In the last one year, many small Indian firms, like iron ore exporters, trading and shipping companies have opened offices in Singapore and bought property.

"Indians have been steadily investing in the residential market in Singapore, a major factor being increasing concentration of the Indian business community. The interest rates have also been low, at 2-2.50 per cent, which has led to rising investments," said Sandeep Choudhary, head of an investment advisory firm dealing in Singapore's property market.

The Asia-Pacific region saw the strongest growth in housing prices worldwide, an average rise of 17.8 per cent, for the year ended March, according to a report by Knight Frank. The top performers were the Asian economies of China, Hong Kong and Singapore, all recording an annual growth in excess of 24 per cent.

Hong Kong led the pack with 40 per cent, followed by Singapore at 35 per cent, according to estimates by property dealers in Singapore.

Thus, while globally investments in real estate declined by six per cent in 2009 in US dollar terms, APAC-invested stock grew eight per cent and topped $3 trillion for the first time, according to a latest report by DTZ Research.

Growth was driven primarily by China, and to some extent by India, as the report points out that India and China stand out with growth in invested stock of 33 per cent and 28 per cent, respectively.

Therefore, with China's decision to make its currency more flexible, some of the richest Indians might see their investment in the Asian property market further appreciating.

"A strong yuan could lead to speculative buying from overseas (like in 2007). However, the Chinese government is keen on controlling the price increases in residential property at the moment. As a result, the government is unlikely to allow the Yuan to appreciate rapidly to increase the bubbles in the property sector," said Ying Wang, director in Fitch's Asia corporates ratings team, Beijing.

"If the Chinese have more buying power, there could be speculative buying in the rest of Asia," said Choudhary.

"Arguably, the most noticeable trend in global house prices is the ease with which the performance of global housing markets can now be grouped by world region.
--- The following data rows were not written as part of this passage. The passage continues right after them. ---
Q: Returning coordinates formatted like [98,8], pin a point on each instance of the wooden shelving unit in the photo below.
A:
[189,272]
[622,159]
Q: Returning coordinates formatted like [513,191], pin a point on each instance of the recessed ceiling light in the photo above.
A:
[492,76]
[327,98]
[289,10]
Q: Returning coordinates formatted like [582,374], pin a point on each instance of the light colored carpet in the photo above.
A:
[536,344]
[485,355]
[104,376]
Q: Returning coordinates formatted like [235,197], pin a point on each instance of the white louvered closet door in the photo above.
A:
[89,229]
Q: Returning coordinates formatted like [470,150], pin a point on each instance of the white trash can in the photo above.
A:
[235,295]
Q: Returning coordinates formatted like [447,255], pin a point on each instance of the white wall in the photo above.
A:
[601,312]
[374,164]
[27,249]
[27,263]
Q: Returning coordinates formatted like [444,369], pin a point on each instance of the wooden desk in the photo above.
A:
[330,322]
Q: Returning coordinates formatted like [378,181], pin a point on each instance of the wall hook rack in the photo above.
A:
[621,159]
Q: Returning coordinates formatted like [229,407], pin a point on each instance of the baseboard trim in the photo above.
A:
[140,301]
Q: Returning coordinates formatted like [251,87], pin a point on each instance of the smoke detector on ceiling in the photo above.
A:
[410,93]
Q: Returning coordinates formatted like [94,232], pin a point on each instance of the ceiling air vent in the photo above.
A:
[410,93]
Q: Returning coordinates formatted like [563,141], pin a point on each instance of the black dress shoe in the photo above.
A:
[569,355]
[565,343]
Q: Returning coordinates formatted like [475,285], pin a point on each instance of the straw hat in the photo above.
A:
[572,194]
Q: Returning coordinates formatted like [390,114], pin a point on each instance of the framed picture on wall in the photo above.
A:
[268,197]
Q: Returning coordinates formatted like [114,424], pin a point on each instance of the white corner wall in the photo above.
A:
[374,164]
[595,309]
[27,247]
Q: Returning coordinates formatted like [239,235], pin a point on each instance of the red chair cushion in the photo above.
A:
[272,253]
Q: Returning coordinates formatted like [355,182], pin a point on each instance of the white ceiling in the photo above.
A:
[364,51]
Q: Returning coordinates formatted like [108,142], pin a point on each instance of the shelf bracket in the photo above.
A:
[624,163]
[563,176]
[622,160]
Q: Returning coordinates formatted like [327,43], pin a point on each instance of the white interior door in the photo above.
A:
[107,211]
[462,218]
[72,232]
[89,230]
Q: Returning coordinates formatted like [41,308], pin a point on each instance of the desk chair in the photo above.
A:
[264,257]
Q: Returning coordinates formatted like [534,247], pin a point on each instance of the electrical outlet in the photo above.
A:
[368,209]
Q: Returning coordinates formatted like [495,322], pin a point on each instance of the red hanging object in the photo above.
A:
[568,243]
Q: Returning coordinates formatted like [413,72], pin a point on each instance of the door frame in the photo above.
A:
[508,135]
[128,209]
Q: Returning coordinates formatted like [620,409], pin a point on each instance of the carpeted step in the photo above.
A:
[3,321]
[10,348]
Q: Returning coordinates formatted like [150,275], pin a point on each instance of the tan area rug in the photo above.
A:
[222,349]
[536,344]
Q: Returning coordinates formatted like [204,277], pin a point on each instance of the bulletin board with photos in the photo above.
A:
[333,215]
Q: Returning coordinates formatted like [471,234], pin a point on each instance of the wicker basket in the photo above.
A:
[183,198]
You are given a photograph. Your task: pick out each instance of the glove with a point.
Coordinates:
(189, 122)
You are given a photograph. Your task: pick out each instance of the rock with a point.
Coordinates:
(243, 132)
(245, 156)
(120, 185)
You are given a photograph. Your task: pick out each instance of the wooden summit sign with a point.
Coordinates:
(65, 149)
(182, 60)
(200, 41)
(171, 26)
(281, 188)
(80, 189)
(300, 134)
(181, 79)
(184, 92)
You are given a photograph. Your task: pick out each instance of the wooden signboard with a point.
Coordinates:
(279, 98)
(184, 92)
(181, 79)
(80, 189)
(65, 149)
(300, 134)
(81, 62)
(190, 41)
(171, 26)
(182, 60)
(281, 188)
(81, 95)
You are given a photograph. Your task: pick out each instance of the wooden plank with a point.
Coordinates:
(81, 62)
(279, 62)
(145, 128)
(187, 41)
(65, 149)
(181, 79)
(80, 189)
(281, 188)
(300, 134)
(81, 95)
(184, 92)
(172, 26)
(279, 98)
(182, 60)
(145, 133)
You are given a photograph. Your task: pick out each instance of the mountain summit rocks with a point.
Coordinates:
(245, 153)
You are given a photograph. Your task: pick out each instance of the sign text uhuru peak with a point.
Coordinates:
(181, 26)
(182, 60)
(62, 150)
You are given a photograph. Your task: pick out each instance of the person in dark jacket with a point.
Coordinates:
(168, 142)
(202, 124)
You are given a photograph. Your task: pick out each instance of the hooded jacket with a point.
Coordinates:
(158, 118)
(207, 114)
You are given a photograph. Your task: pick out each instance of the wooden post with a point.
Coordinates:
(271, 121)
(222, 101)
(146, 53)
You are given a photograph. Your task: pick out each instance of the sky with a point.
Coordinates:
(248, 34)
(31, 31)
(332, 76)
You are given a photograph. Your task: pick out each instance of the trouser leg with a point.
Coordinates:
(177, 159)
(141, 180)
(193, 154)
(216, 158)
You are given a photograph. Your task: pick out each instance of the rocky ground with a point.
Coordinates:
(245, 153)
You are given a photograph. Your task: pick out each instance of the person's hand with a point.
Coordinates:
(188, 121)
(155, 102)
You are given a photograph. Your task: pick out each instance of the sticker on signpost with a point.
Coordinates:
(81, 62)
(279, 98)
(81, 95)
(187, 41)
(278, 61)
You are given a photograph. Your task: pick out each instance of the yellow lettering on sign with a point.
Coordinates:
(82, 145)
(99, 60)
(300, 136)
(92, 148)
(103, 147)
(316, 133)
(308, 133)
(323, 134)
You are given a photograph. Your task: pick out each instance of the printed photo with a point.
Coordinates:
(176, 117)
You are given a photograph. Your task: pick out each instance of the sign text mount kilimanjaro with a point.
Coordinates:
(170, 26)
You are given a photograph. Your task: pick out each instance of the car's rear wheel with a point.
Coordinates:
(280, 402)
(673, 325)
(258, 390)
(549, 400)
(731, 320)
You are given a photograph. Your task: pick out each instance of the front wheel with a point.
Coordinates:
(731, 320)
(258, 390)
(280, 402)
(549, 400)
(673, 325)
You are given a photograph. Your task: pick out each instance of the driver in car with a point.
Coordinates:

The top four positions in our rankings are all occupied by Asia-Pacific locations, while Europe dominates the bottom half of the table," according to a recent statement by Liam Bailey, head of residential research, Knight Frank.

Interest rates of as low as 2-2.5 per cent in Singapore, at a time when other Asian economies like China and India have tightened real estate lending norms, have also been a favourable factor for Indian investors. Notably, Hong Kong is turning out to be more expensive than Singapore.

While property price in Singapore is close to S$1000 per square feet, that in Hong Kong is S$3000 per square feet, said a property dealer.

Certainly, if property dealers and consultants are to be believed, it appears that B K Modi will have more to cheer for in the near to medium term.